Figure 10: The figure depicts the learning of parameter \(u\) for two noisy and two pure samples in \(50\%\) symmetrical noise for CIFAR-100.
Figure 11: The figure shows how similarity changes during training for two noisy and two pure samples in \(50\%\) symmetrical noise for CIFAR-100.
For each class, \(c\), the set of samples in the training dataset that have class \(c\) as their label can be partitioned into \(C\) subsets, where each subset is comprised of examples belonging to the same clean label. To make learning from data possible, we must assume that each subset of samples with the corrupted label in \(c\) should be smaller than the subset having the clean label of \(c\). If that is not the case, then the observed label is independent of the data, and no learning is possible. More formally, let \(n_{c}\) be the number of samples for class \(c\) in the training dataset. For each class \(c\), we denote by \(n_{c,c'}\) the number of samples labeled as \(c\) whose correct label is \(c'\) instead, and by \(n_{c,c}\) the number of samples whose labels are correctly labeled as \(c\).
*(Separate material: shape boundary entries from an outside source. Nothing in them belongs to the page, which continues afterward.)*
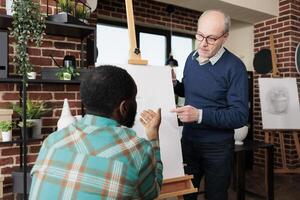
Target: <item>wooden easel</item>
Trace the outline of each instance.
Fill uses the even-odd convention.
[[[166,199],[170,197],[177,197],[183,199],[183,195],[197,192],[192,184],[192,175],[186,175],[177,178],[165,179],[157,199]]]
[[[125,3],[130,41],[128,63],[135,65],[147,65],[148,61],[141,59],[140,50],[137,48],[136,45],[132,0],[125,0]],[[163,180],[161,192],[157,199],[165,199],[170,197],[177,197],[178,199],[181,199],[185,194],[197,192],[197,188],[194,188],[192,184],[192,178],[192,175],[186,175],[182,177]]]
[[[276,53],[274,47],[274,37],[270,35],[270,49],[272,55],[272,77],[279,77],[279,71],[277,69],[277,62],[276,62]],[[278,130],[277,130],[278,131]],[[296,130],[288,130],[293,131],[293,139],[296,146],[296,151],[298,155],[298,159],[300,160],[300,144],[299,144],[299,137]],[[265,131],[265,142],[274,144],[274,134],[276,130],[266,130]],[[280,143],[280,151],[281,151],[281,159],[282,159],[282,168],[274,169],[275,173],[300,173],[300,168],[297,169],[289,169],[286,165],[286,155],[285,155],[285,146],[284,146],[284,133],[279,132],[279,143]]]
[[[126,3],[126,16],[127,16],[129,43],[130,43],[128,63],[134,65],[147,65],[148,61],[141,59],[141,52],[136,45],[132,0],[125,0],[125,3]]]

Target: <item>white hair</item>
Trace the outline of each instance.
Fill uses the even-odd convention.
[[[231,19],[230,16],[227,15],[224,11],[219,10],[219,9],[213,9],[213,10],[206,10],[202,13],[202,15],[199,17],[198,19],[198,25],[200,20],[202,19],[202,17],[204,17],[205,15],[211,13],[211,12],[218,12],[221,13],[224,16],[224,33],[229,32],[230,26],[231,26]]]

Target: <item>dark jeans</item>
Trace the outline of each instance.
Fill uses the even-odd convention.
[[[234,156],[234,141],[201,142],[196,138],[181,139],[184,171],[192,174],[194,187],[199,188],[205,176],[205,197],[208,200],[227,200]],[[197,199],[197,193],[184,199]]]

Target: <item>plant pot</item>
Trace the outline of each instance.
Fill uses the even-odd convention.
[[[6,14],[13,15],[12,7],[11,7],[13,4],[13,0],[6,0],[5,4],[6,4]]]
[[[2,131],[2,142],[9,142],[12,140],[12,131]]]
[[[32,138],[35,139],[42,138],[42,119],[29,119],[29,120],[33,122]]]
[[[234,129],[234,140],[236,145],[243,145],[243,140],[247,137],[248,126]]]
[[[27,77],[28,79],[36,79],[36,72],[28,72]]]
[[[72,79],[72,75],[70,73],[63,73],[63,80],[69,81]]]

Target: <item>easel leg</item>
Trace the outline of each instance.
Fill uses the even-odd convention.
[[[298,159],[300,160],[300,144],[299,144],[298,133],[294,132],[293,133],[293,138],[294,138],[294,142],[295,142],[295,146],[296,146],[296,151],[297,151]]]
[[[265,194],[267,200],[274,200],[274,148],[265,150]]]
[[[286,155],[285,155],[285,146],[284,146],[284,136],[283,133],[279,133],[279,142],[281,150],[281,159],[282,159],[282,168],[286,169]]]

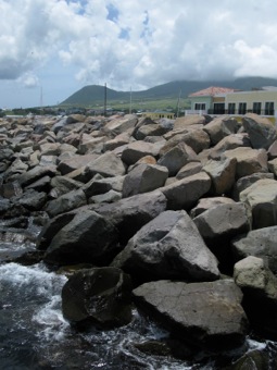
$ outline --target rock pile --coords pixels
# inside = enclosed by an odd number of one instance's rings
[[[86,263],[63,291],[68,320],[125,324],[133,300],[199,347],[277,337],[269,121],[2,119],[0,144],[1,218],[43,226],[46,263]]]

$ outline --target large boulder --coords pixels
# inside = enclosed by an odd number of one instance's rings
[[[209,210],[210,208],[219,206],[219,205],[230,205],[235,203],[235,200],[227,197],[209,197],[209,198],[201,198],[199,199],[197,206],[191,209],[190,217],[196,218],[199,214],[203,213],[204,211]]]
[[[201,152],[204,149],[210,148],[211,141],[207,133],[205,133],[201,128],[188,128],[185,133],[168,133],[171,137],[167,139],[167,143],[163,145],[161,148],[160,155],[163,156],[171,148],[175,147],[179,143],[185,143],[189,147],[191,147],[196,153]],[[166,134],[164,135],[166,138]]]
[[[232,271],[231,238],[250,230],[244,203],[223,203],[210,208],[193,219],[200,234],[219,260],[224,273]]]
[[[130,143],[124,148],[122,152],[122,160],[127,165],[135,164],[139,159],[146,156],[152,156],[156,158],[159,156],[161,146],[160,143],[146,143],[142,140],[137,140]]]
[[[123,183],[123,197],[154,190],[164,185],[168,177],[166,166],[158,164],[137,164]]]
[[[126,244],[146,223],[165,211],[166,205],[163,193],[154,190],[91,207],[116,226],[121,243]]]
[[[166,134],[168,131],[169,131],[168,127],[159,123],[142,125],[136,132],[136,139],[143,140],[147,136],[162,136]]]
[[[226,150],[227,158],[237,159],[236,178],[249,176],[256,172],[268,172],[267,153],[265,149],[240,147]]]
[[[45,261],[53,264],[105,263],[113,257],[118,233],[102,215],[81,210],[52,238]]]
[[[77,326],[100,329],[126,325],[131,320],[131,283],[127,274],[114,268],[95,268],[76,272],[62,289],[62,311]]]
[[[111,151],[98,157],[85,168],[85,173],[87,173],[90,178],[92,178],[97,173],[103,177],[113,177],[122,176],[125,172],[126,168],[121,158]]]
[[[137,305],[173,335],[204,348],[226,348],[245,340],[242,293],[232,280],[205,283],[158,281],[133,291]]]
[[[217,260],[186,211],[165,211],[150,221],[116,256],[112,266],[139,281],[218,279]]]
[[[125,114],[123,118],[115,118],[104,125],[104,132],[113,136],[119,135],[126,131],[133,131],[138,122],[136,114]]]
[[[50,176],[53,177],[56,175],[56,166],[55,165],[38,165],[34,169],[30,169],[24,173],[22,173],[17,181],[22,186],[27,186],[34,183],[35,181],[43,177],[43,176]]]
[[[211,177],[202,171],[161,187],[160,190],[167,199],[168,209],[189,210],[210,190],[211,183]]]
[[[210,160],[203,166],[210,177],[212,178],[211,192],[214,196],[228,194],[235,183],[236,176],[235,158],[222,158],[221,160]]]
[[[249,256],[234,267],[243,292],[243,308],[251,325],[263,336],[277,338],[277,278],[263,259]]]
[[[175,176],[189,162],[199,162],[199,159],[194,150],[185,143],[177,144],[158,160],[158,164],[168,169],[169,176]]]
[[[232,187],[232,198],[236,201],[239,201],[239,195],[241,192],[245,190],[249,186],[253,185],[259,180],[263,178],[272,178],[274,180],[273,173],[266,172],[256,172],[252,175],[240,177]]]
[[[236,261],[254,256],[262,258],[265,264],[277,275],[277,226],[251,230],[248,234],[232,239],[232,252]]]
[[[205,118],[199,114],[179,116],[174,122],[174,131],[188,128],[191,125],[204,125]]]
[[[54,217],[59,213],[68,212],[72,209],[87,205],[85,193],[79,188],[61,195],[59,198],[48,201],[45,211]]]
[[[72,171],[78,170],[79,168],[89,164],[90,162],[93,162],[98,157],[99,155],[97,153],[85,156],[76,155],[74,157],[62,160],[58,165],[58,170],[61,172],[62,175],[65,175],[67,173],[71,173]]]
[[[276,225],[277,182],[275,180],[259,180],[240,193],[240,201],[245,202],[252,211],[253,229]]]
[[[209,134],[211,144],[214,146],[225,136],[236,134],[240,124],[235,118],[229,115],[217,116],[204,126],[204,131]]]
[[[242,118],[242,125],[254,149],[267,150],[277,139],[277,130],[266,118],[249,113]]]

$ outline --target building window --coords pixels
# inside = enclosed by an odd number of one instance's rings
[[[214,114],[225,114],[225,103],[215,102],[214,103]]]
[[[235,111],[236,111],[236,103],[229,102],[228,103],[228,114],[235,114]]]
[[[194,110],[196,111],[204,111],[205,110],[205,103],[204,102],[196,102]]]
[[[261,114],[262,112],[262,103],[253,102],[253,113]]]
[[[240,102],[239,103],[239,114],[245,114],[247,113],[247,103]]]
[[[265,102],[265,115],[274,115],[274,101]]]

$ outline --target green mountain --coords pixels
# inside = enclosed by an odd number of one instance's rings
[[[207,88],[210,86],[229,87],[240,90],[259,89],[263,86],[277,86],[277,79],[266,77],[241,77],[232,81],[174,81],[167,84],[151,87],[142,91],[131,91],[134,100],[159,100],[159,99],[177,99],[189,94]],[[100,85],[88,85],[71,95],[61,102],[60,106],[81,106],[91,107],[93,104],[103,104],[105,87]],[[106,88],[108,103],[111,101],[129,101],[130,91],[116,91]]]

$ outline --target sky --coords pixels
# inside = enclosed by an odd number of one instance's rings
[[[277,78],[275,0],[0,0],[0,108],[87,85]]]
The above assumption can thus be expressed as \(n_{c,c} \geq n_{c,c'} \; \forall \; c' \neq c, \; c' \in \{ 1, \dots, C\}\).
Our training procedure can be explained by considering three consecutive stages.
At the beginning of the learning phase, since the weights are initialized randomly, all the errors on the training samples are of comparable magnitude. More formally, let \(n\) be the number of samples of the training set; then, we can write the loss as \[\begin{align} &\sum_{i=1}^n \mathcal{L}_{\theta}(f( \theta,x_i) + u_i\textcolor{black}{ \cdot y_i}, \tilde{y}_i ) \\ &= \sum_{c = 1}^C \sum_{j=1}^{n_c}\mathcal{L}_{\theta}(f( \theta,x_j) + u_j \textcolor{black}{ \cdot y_j}, \tilde{y}_j )\\ &= \sum_{c = 1}^C \sum_{c'=1}^C \sum_{j=1}^{n_{c,c'} } \mathcal{L}_{\theta}(f( \theta,x_j) + u_j\textcolor{black}{ \cdot y_j}, \tilde{y}_j ) \end{align}\]
Given that initially, the representations for each sample are chosen randomly, the values of the loss \(\mathcal{L}_{\theta}(f( \theta,x_j) + u_j\textcolor{black}{ \cdot y_j},\tilde{y}_j )\) for each sample belonging to the class \(c\), are all similar. For this reason, the major contribution to the final value of the loss is given by the largest subset of samples, which in this case is the subset of samples correctly labeled. To minimize the loss, thus, the best strategy consists of minimizing the loss on that subset of samples, and the gradient will point to the direction mostly aligned with their gradients. Therefore, the updated representations will be influenced mostly by the samples with the correct labels.
The similarity between samples and their class embeddings is the primary factor contributing to the loss due to two phenomena. Firstly, correct samples are more likely to be close to the right class embedding, and secondly, their subset carries more weight in determining the average location in the embedding space. Higher similarity with the class embedding leads to a larger contribution to the loss. However, the model tends to overfit on noisy labels, which is addressed by introducing the outlier discounting parameter \(u\) in our loss, reducing the weight of samples with high \(u\) values.
Figure 12: Shows the model initially learns for pure samples which correspond to higher similarities and after approx. 100 epochs it significantly starts learning for smaller insignificant similarities corresponding to noisy samples. We obtained the plot using \(50\%\) symmetrical noise.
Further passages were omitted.